- Gochbeyli / Aygestan
- Coordinates: 39°30′26″N 47°04′10″E﻿ / ﻿39.50722°N 47.06944°E
- Country: Azerbaijan
- District: Khojavend

Population (2015)
- • Total: 316
- Time zone: UTC+4 (AZT)

= Qoçbəyli =

Gochbeyli (Qoçbəyli) or Aygestan (Այգեստան) is a village in the Khojavend District of Azerbaijan, in the disputed region of Nagorno-Karabakh. The village had an ethnic Armenian-majority population prior to the 2020 Nagorno-Karabakh war, and also had an Armenian majority in 1989.

== History ==
During the Soviet period, the village was part of the Hadrut District of the Nagorno-Karabakh Autonomous Oblast within the Azerbaijan Soviet Socialist Republic. After the First Nagorno-Karabakh War the village was administrated as part of the Hadrut Province of the breakaway Republic of Artsakh. The village came under the control of Azerbaijan during the 2020 Nagorno-Karabakh war.

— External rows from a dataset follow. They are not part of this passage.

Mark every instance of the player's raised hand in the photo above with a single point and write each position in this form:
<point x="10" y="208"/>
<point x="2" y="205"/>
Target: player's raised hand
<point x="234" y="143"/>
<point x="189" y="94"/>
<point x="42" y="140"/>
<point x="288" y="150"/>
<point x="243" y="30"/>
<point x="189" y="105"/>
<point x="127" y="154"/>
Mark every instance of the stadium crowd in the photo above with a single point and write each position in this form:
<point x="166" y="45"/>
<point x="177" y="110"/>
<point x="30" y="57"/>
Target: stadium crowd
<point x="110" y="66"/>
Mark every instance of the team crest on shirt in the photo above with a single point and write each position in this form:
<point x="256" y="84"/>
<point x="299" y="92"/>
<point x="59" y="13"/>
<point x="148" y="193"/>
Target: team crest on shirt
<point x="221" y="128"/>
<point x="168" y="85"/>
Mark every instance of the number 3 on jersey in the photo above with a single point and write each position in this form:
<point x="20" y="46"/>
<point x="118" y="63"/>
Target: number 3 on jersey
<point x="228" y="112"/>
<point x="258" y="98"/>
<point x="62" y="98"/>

== Historical heritage sites ==
Historical heritage sites in and around the village include a village from between the 15th and 19th centuries, and the Holy Resurrection Church (Սուրբ Հարություն եկեղեցի) built in 1741.

== Demographics ==
The village had 294 inhabitants in 2005, and 316 inhabitants in 2015.